People v. Covarrubias
Before: Yegan
Opinion
YEGAN, J.
Fortino Perez Covarrubias appeals from the judgment (order granting probation) entered after he was convicted in a court trial of possessing cocaine. (Health & Saf. Code, § 11350, subd. (a).) He unsuccessfiilly contends: “The court erred in denying appellant participation in the diversion program.”
Ventura Police Officer Raymond Harer, Jr., saw a vehicle driven by appellant. He stopped it because it had a cracked windshield. Harer noticed that the passenger reached several times under the front seat. He conducted a “pat down” search of appellant for weapons. He felt a hard object which proved to be a metal pipe containing marijuana residue and smelling of burnt marijuana. Harer searched appellant and found several razor blades, a mirror, an empty tube, a plastic baggie containing cocaine, and three bindles of
[641]
cocaine. Appellant exhibited several symptoms of being under the influence of a stimulant, i.e., a pulse rate of 118, rapid speech, and warm, dry skin. In addition, the officer observed that the septum of appellant’s nose was irritated and his pupils exhibited a sluggish reaction to light.

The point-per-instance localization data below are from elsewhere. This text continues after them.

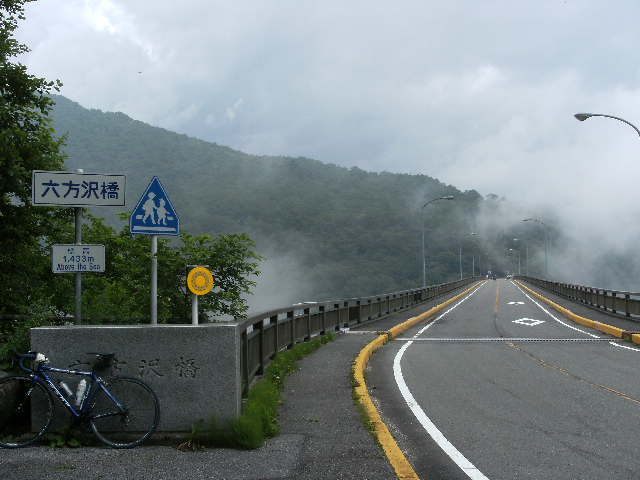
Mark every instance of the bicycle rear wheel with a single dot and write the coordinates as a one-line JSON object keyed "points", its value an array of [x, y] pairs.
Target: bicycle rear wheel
{"points": [[26, 411], [131, 420]]}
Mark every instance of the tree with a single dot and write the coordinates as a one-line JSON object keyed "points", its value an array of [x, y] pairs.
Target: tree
{"points": [[27, 142], [121, 294]]}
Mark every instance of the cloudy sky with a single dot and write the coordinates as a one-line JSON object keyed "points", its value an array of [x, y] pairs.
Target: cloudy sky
{"points": [[480, 94]]}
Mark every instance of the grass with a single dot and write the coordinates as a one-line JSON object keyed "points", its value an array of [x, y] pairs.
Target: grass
{"points": [[259, 418]]}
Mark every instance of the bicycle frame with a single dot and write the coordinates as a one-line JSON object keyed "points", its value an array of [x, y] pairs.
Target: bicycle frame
{"points": [[90, 393]]}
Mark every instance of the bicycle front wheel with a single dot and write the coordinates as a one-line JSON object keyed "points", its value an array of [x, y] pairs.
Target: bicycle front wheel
{"points": [[127, 415], [26, 410]]}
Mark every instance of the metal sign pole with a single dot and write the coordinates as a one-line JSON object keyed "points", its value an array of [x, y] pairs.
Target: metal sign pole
{"points": [[78, 312], [194, 309], [154, 279]]}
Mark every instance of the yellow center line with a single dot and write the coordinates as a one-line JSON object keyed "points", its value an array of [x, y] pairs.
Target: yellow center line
{"points": [[566, 372]]}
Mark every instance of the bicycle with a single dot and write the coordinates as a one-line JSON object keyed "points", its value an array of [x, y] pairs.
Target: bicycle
{"points": [[122, 411]]}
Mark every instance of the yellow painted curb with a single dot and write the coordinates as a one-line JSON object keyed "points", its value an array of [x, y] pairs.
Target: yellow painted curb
{"points": [[403, 468], [602, 327]]}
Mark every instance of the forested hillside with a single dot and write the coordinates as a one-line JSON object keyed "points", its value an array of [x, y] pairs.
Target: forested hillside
{"points": [[347, 232]]}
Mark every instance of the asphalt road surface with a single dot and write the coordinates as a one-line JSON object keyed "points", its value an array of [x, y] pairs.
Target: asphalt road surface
{"points": [[500, 386]]}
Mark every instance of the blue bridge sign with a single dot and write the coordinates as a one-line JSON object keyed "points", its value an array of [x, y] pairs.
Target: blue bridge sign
{"points": [[154, 214]]}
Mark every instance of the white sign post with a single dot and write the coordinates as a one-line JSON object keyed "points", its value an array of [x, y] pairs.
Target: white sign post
{"points": [[77, 189], [82, 258], [154, 215]]}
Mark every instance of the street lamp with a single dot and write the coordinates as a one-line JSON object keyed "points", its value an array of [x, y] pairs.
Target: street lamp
{"points": [[424, 262], [583, 116], [473, 258], [519, 269], [546, 235]]}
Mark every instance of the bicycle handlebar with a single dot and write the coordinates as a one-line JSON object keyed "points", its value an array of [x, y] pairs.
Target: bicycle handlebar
{"points": [[25, 356]]}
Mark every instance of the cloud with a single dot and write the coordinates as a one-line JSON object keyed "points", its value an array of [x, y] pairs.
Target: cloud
{"points": [[477, 94]]}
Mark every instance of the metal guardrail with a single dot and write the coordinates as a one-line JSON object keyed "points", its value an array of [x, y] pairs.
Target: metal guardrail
{"points": [[616, 302], [265, 334]]}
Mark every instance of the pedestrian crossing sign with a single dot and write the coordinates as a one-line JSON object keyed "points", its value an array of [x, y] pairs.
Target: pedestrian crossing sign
{"points": [[154, 214]]}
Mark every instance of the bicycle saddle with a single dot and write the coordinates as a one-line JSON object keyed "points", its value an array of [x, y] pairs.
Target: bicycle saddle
{"points": [[104, 356]]}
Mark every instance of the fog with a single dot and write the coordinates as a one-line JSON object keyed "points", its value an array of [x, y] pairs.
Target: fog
{"points": [[480, 95]]}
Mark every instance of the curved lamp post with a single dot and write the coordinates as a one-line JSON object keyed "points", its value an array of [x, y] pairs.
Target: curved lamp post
{"points": [[517, 242], [473, 257], [424, 262], [546, 235], [583, 116]]}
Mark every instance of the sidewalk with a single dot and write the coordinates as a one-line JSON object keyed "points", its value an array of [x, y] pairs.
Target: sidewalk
{"points": [[585, 311], [322, 435]]}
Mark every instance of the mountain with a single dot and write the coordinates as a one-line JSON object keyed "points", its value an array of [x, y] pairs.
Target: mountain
{"points": [[327, 231]]}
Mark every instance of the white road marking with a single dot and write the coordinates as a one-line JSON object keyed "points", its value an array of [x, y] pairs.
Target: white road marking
{"points": [[529, 322], [455, 455], [624, 346], [552, 316]]}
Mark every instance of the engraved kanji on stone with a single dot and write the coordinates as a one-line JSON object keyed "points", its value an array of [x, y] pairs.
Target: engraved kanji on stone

Appellant was charged with possession of cocaine, being under the influence of cocaine and possession of a smoking device. After the preliminary hearing, he was held to answer in the superior court.
After the information was filed in superior court, the matter was continued for “Possible Diversion Request.” Appellant’s counsel stated that the matter had been “referred back to the D.A.’s office for them to determine if they felt that [appellant] was eligible for diversion, ['ll] Apparently Mr. Totten (a deputy district attorney) has made a decision, in his view that [appellant] is not eligible for diversion, based on some sort of reading of the Duncan case
[People
v.
Duncan
(1990) 216 Cal.App.3d 1621 (265 Cal.Rptr. 612)].” The prosecutor stated: “That’s correct.” He further indicated that the application for diversion in municipal court had been withdrawn and that he did not know if a report had been prepared “because the prosecution claimed that he was ineligible in Courtroom 12 [the preliminary hearing courtroom].” Defense counsel stated he did not believe there was “sufficient evidence to indicate that this is a case controlled by Duncan” but acknowledged that “the only solution to the problem would be a post-conviction appeal.” He requested that the matter be reset for trial.